I am working on an optimization problem with a huge number of variables (upwards of hundreds of millions). Each of them should be a 0-1 binary variable.
I can write it in the form (maximize x'Qx) where Q is positive semi-definite, and I am using Julia, so the package COSMO.jl seems like a great fit. However, there is a ton of sparsity in my problem. Q is 0 except on approximately sqrt(|Q|) entries, and for the constraints there are approximately sqrt(|Q|) linear constraints on the variables.
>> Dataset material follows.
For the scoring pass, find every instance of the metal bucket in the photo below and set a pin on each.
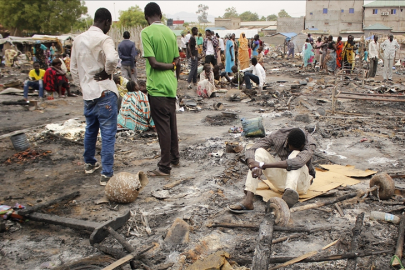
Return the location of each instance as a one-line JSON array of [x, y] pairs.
[[20, 142]]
I can describe this system pretty easily using SparseArrays, but it appears the most natural way to input problems into COSMO uses standard arrays. Is there a way I can take advantage of the sparsity in this massive problem?
While there is no sample code in your perhaps this could help:
JuMP
works with sparse arrays so perhaps the easiest thing could be just use it in the construction of the goal function:
julia> using JuMP, SparseArrays, COSMO
julia> m = Model(with_optimizer(COSMO.Optimizer));
julia> q = sprand(Bool, 20, 20,0.05) # for readability I use a binary q
20×20 SparseMatrixCSC{Bool, Int64} with 21 stored entries:
⠀⠀⠀⡔⠀⠀⠀⠀⡀⠀
⠀⠀⠂⠀⠠⠀⠀⠈⠑⠀
⠀⠀⠀⠀⠀⠤⠀⠀⠀⠀
⠀⢠⢀⠄⠆⠀⠂⠀⠀⠀
⠀⠀⠀⠀⠀⠀⠄⠀⠀⠌
julia> @variable(m, x[1:20], Bin);
julia> x'*q*x
x[1]*x[14] + x[14]*x[3] + x[15]*x[8] + x[16]*x[5] + x[18]*x[4] + x[18]*x[13] + x[19]*x[14] + x[20]*x[11]
You can see that the equation gets correctly reduced.
Indeed you could check the performance with a very sparse q
having 100M elements:
julia> q = sprand(10000, 10000,0.000001)
10000×10000 SparseMatrixCSC{Float64, Int64} with 98 stored entries:
...
julia> @variable(m,z[1:10000], Bin);
julia> @btime $z'*$q*$z
1.276 ms (51105 allocations: 3.95 MiB)
You can see that you are just getting the expected performance when constructing the goal function.